I've been thinking of the Day 14 prompt for far too long. Not because it's tough, but because I can't narrow it down. The question 'where is somewhere you'd like to travel?' is much easier to answer if I list the places I don't want to travel. I'm not obsessive about it (I think of that line in Eat, Pray, Love when Elizabeth Gilbert says she has a box filled with travel guides and pictures of foreign places rather than a box of baby clothes).

Ever since I was little I've dreamed of traveling, though rarely dreamed of traveling anywhere specific. It was more about the unknown for me; the thrill of discovery, of observing different lifestyles and tasting unique foods than a specific location on the map. I'm not a planner when it comes to travel. I'd rather set off with a general idea of where I am, where I shouldn't go and then just GO. Wander, linger, soak it all up and just be in the moment.  Touristy spots are alright, but off the beaten path is better. 

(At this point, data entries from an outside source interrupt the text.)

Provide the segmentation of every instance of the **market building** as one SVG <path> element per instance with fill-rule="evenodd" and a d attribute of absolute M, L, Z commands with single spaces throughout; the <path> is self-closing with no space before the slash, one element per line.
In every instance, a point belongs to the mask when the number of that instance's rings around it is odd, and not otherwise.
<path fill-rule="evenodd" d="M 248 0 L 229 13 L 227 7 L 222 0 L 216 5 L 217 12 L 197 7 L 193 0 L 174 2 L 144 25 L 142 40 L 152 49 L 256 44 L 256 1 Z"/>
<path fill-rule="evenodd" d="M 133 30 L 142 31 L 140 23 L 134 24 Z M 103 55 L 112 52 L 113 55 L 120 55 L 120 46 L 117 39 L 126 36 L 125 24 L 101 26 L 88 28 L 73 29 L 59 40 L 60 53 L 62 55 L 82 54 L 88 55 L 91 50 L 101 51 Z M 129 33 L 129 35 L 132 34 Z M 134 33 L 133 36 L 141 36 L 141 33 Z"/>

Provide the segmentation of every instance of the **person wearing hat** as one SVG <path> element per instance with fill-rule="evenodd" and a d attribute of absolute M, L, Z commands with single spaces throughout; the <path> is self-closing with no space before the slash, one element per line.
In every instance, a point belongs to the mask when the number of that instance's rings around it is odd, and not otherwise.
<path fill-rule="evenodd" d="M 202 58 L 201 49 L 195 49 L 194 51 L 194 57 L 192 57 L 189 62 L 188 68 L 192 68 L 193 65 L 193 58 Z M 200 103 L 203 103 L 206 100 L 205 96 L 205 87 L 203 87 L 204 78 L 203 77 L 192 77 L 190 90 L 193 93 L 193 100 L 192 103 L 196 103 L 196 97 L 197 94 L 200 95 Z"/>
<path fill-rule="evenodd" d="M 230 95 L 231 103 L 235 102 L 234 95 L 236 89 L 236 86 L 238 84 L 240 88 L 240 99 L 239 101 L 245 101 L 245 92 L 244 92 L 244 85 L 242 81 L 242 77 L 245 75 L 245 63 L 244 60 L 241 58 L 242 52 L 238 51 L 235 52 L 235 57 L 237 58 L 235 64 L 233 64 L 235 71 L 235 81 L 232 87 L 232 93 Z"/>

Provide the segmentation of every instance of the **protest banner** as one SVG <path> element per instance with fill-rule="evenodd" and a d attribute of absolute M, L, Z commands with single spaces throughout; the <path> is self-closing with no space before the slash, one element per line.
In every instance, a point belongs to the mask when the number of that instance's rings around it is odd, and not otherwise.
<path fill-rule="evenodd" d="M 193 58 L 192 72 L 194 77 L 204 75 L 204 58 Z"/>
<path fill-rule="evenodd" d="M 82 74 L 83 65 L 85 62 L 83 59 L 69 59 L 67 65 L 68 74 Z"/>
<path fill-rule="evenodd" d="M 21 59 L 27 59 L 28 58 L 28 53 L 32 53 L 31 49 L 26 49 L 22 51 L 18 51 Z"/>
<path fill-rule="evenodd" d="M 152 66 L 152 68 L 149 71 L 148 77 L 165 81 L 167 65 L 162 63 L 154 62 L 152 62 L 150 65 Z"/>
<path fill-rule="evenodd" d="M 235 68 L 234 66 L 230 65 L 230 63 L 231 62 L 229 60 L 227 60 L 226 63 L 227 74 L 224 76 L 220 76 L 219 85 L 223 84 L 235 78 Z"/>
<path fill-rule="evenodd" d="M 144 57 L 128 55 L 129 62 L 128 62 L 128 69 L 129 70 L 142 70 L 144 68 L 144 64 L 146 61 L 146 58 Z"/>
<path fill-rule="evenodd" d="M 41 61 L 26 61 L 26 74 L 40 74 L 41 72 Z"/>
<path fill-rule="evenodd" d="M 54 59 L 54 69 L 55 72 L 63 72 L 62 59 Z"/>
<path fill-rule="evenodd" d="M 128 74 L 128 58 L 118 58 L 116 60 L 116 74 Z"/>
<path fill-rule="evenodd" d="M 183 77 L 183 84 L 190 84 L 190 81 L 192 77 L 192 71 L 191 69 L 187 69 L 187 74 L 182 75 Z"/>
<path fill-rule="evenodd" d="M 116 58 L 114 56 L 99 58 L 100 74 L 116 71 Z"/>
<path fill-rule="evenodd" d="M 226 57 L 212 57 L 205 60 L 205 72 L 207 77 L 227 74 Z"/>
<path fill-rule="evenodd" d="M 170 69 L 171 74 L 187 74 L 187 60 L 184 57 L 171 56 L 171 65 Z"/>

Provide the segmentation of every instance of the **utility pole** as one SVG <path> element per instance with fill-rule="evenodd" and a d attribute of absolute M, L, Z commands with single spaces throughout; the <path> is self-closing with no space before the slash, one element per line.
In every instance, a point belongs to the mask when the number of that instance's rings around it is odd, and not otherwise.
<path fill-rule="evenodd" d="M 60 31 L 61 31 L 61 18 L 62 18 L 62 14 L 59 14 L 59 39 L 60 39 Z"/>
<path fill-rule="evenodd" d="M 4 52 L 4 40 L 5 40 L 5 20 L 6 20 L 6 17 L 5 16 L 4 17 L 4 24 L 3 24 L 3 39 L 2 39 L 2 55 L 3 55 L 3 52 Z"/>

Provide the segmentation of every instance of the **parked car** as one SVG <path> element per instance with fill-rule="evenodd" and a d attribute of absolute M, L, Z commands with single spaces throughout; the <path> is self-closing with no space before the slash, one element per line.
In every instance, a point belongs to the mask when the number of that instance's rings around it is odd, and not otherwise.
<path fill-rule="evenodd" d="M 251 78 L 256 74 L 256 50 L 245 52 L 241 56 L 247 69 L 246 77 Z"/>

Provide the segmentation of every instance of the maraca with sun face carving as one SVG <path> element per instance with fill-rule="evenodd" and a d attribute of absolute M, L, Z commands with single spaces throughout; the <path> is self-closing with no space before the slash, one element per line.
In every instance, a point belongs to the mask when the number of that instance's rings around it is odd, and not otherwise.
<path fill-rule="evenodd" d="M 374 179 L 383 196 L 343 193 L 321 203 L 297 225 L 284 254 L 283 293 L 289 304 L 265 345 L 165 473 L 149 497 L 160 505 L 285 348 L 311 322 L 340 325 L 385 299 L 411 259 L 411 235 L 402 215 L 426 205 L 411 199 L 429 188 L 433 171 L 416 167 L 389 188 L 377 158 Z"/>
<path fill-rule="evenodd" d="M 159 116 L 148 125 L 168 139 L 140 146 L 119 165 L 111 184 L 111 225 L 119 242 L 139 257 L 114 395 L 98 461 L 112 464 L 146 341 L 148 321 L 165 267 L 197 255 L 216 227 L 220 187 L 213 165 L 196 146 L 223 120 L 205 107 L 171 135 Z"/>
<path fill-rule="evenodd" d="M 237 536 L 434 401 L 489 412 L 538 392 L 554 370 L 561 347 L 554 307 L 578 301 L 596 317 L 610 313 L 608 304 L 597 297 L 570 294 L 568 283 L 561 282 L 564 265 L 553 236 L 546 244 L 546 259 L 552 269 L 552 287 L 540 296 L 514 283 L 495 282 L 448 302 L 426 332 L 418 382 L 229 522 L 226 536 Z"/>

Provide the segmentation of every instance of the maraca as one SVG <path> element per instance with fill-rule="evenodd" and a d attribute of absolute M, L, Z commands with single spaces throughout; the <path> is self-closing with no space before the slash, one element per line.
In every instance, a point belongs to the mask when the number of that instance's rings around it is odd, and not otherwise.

There's one exception to this, though, and that's Italy. For years I've wanted to travel to the countryside, stay in a cozy little place and learn how to cook authentic Italian fare. I dream of getting my hands doughy while rolling fresh pasta, savoring fruit right off the trees and spending evenings sipping wine and gazing at the sun as it sets over the flower dotted hillside. I want to wander the market, be dazzled by language I don't understand and fade into a corner to observe a slower, more deliberate and intense way of living.

So today I was almost giddy when I wandered into Borders to check out what they had left. In the Cooking Section I found this:

This, my friends, is porn for anyone who loves Italian food. The photos make me long to hop on a plane and leave my worries behind, and the recipes make me wish I had a VISA with no limit, a day at Trader Joes & Dean & DeLuca, and time to get lost in the kitchen. I don't know that I'll ever make a recipe from this book (something tells me that my kids would scoff at Turbot with Fennel), but it doesn't really matter. I didn't really buy it for the recipes; I bought it for the opportunity to escape. To look at the images long enough to *almost* feel like I'm there, and to read enough to live vicariously through him.  For now, that will have to sate my wanderlust. Until I can indulge in the real thing.